What restrictions apply to the international transfer of personal data / information?
Data transfers to countries without an adequate level of protection are prohibited. There are some exceptions, such as:
- With the data subject's authorisation.
- For health reasons.
- Performance of contracts.
- Bank and stock market transfers in accordance with the applicable law.
- International treaties.
- Public interest.
- Judicial requirements.
Do the data protection laws in this jurisdiction have “extra-territorial effect” (i.e. do they apply to organisations outside this jurisdiction)?
Yes. The law applies to both processing carried out in Colombia and those carried out outside the country, provided that the data controller or processor is subject to Colombian law by international standards or treaties.
What rules specifically deal with marketing?
Although Law 1581 does not specifically regulate marketing, its principles (consent, purpose, etc.) will apply to any type of commercial communication. There is no separate regulation for B2B vs. B2C marketing.
There are no specific regulations on e-marketing or cookies in the general law, general rules apply.
Do different rules apply to business-to-business and business-to-consumer marketing?
There is no separate regulation for B2B vs. B2C marketing.
What rules specially deal with electronic marketing (for example, by email, text message, WhatsApp message, online ads etc)?
There are no specific regulations on e-marketing in the general law, general rules apply.

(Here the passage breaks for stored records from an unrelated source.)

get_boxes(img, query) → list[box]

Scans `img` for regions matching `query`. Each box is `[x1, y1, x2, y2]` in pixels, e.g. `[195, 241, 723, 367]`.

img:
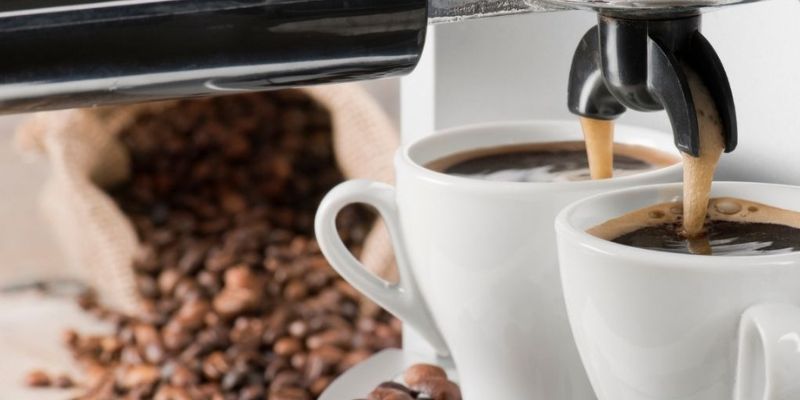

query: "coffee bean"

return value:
[42, 92, 400, 400]
[203, 351, 231, 381]
[403, 364, 447, 387]
[268, 387, 311, 400]
[53, 374, 75, 389]
[409, 377, 461, 400]
[25, 369, 52, 387]
[272, 337, 303, 357]
[367, 387, 414, 400]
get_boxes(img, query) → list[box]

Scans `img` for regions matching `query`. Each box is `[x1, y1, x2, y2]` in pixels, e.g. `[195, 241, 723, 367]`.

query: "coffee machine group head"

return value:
[567, 1, 736, 157]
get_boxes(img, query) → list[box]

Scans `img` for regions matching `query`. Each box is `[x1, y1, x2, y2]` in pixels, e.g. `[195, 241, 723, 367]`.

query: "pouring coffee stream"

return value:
[568, 10, 737, 247]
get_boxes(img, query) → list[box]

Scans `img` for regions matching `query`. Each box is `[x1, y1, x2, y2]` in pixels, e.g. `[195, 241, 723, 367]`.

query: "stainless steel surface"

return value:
[547, 0, 761, 14]
[428, 0, 564, 24]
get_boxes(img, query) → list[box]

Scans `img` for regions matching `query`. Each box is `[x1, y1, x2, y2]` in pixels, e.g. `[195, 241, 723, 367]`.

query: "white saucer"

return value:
[318, 349, 458, 400]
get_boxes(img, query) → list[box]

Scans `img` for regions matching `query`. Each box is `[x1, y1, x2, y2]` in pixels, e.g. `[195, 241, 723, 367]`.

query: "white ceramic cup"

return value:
[556, 182, 800, 400]
[316, 121, 681, 400]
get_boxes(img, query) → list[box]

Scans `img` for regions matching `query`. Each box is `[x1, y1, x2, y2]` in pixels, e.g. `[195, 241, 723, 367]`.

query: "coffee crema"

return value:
[427, 141, 680, 182]
[587, 197, 800, 256]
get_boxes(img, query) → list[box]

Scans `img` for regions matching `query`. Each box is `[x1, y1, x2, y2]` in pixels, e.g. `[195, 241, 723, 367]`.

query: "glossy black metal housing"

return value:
[0, 0, 427, 113]
[568, 15, 737, 156]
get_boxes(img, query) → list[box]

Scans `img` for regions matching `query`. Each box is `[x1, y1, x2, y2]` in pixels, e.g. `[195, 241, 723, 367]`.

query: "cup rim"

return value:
[554, 181, 800, 269]
[395, 119, 683, 192]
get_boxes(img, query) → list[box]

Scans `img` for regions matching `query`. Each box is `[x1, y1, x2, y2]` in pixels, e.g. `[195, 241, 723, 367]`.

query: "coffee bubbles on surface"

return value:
[588, 198, 800, 256]
[427, 141, 680, 182]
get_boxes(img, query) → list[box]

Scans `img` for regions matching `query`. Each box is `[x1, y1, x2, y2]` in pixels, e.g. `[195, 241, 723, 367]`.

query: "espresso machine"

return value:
[0, 0, 800, 390]
[399, 0, 800, 354]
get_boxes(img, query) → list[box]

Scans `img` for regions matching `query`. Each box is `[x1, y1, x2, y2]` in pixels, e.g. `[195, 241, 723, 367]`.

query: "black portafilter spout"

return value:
[568, 14, 736, 157]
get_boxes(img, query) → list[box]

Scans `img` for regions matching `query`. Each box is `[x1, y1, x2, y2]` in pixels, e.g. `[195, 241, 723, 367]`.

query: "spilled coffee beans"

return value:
[37, 91, 400, 400]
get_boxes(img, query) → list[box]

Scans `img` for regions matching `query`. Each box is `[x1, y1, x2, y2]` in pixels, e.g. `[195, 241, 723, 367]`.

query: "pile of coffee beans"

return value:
[366, 364, 461, 400]
[37, 91, 400, 400]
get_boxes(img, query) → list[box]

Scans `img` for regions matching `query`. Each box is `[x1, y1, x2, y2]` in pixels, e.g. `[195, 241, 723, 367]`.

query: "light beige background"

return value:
[0, 79, 399, 400]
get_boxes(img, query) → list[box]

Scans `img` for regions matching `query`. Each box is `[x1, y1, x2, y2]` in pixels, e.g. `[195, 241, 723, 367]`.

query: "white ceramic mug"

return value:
[556, 182, 800, 400]
[316, 121, 681, 400]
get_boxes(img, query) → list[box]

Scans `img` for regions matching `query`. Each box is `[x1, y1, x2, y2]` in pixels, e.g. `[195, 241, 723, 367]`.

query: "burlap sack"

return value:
[17, 84, 398, 313]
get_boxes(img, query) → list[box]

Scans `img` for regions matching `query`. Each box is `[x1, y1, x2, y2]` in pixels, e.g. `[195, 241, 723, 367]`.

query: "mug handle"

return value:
[734, 304, 800, 400]
[314, 179, 450, 357]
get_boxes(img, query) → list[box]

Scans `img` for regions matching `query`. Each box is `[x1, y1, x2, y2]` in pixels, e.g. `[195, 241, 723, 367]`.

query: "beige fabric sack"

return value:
[17, 84, 399, 313]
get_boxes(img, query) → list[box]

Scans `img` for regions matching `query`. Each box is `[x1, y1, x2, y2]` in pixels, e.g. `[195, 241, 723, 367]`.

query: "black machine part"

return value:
[567, 14, 737, 156]
[0, 0, 427, 113]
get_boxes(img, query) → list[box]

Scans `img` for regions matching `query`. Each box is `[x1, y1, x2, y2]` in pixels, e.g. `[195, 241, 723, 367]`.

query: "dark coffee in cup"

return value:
[588, 198, 800, 256]
[427, 141, 680, 182]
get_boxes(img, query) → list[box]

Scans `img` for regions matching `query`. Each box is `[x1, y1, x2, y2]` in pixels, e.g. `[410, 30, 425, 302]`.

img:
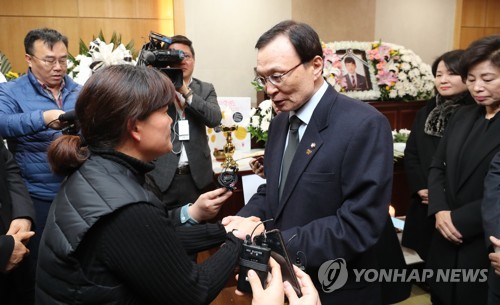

What rules specifically deal with cookies?
There are no specific regulations on cookies in the general law, general rules apply.
What are the consequences of non compliance with data protections laws (including marketing laws)?
The SIC may impose sanctions for non compliance, require corrective measures, and conduct administrative proceedings in accordance with the Administrative Contentious Code.
In broad terms, multinational organisations should be aware of what key factors if they process personal data / information from individuals within this jurisdiction, without being located there?
Yes. If the activity of the company implies processing of personal data in Colombia, they must comply with Colombian data protection rules.
What upcoming data protection developments should multinational organisations be aware of?
External Circular No. 2 of 2024 issued by the SIC, addressing the processing of personal data in artificial intelligence systems.
At the opening of the 12th International Congress on Personal Data Protection, the Superintendent of Industry and Commerce, Cielo Rusinque, accompanied by the Minister of Science, Technology and Innovation, Yesenia Olaya, announced the national government’s initiative to reform Law 1581 of 2012.